Everyone always said that The Seventh Seal, Bergman's 1957 meditation on death (and the film that made him a star) was a film about a man playing chess with Death. Um, okay, so Max Von Sydow does play chess with Death, but the film isn't about a dance with death or anything like that. Von Sydow isn't even the star of the film.

Instead, The Seventh Seal is a very cool and intriguing meditation on how each of us deals with death, how we run from it, the different ways we try to stave it off. It's also filled with all kinds of atheist meditations about the alleged afterlife and asks moral questions about saving lives and causing deaths and the ludicrousness of religious fervor in the face of death. It's an intriguing, beautifully shot film with a great ending and some lovely poetic moments. Gunnar Björnstrand, the film's star (he plays Von Sydow's squire) is wonderful: skeptical, practical and filled with hate, both for his master and most of the people around him, and yet truly compassionate and generous. It's a wonderful role and the actor is great.

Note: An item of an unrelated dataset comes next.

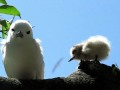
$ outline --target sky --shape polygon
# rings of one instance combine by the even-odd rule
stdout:
[[[103,35],[111,42],[110,55],[101,63],[120,67],[120,0],[7,0],[31,23],[34,38],[41,39],[45,79],[67,77],[78,62],[68,62],[70,48],[91,36]],[[12,16],[2,15],[10,20]],[[20,19],[15,17],[15,20]],[[52,72],[55,64],[59,66]],[[6,76],[0,54],[0,76]]]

Truth be told, the bits with Death and the chessboard were all kind of silly, almost laughable. I couldn't help chuckling at the first scene with Death on the beach. All I could think of was Woody Allen's Love and Death. Allen loves Bergman and his spoof of The Seventh Seal is an ingenious one. At any rate, I quite liked the film, mostly because it wasn't at all what I was expecting.

P.S. I'm currently reading some Charles Busch plays (The Lady in Question, Psycho Beach Party, Vampire Lesbians of Sodom). This shit is hilarious.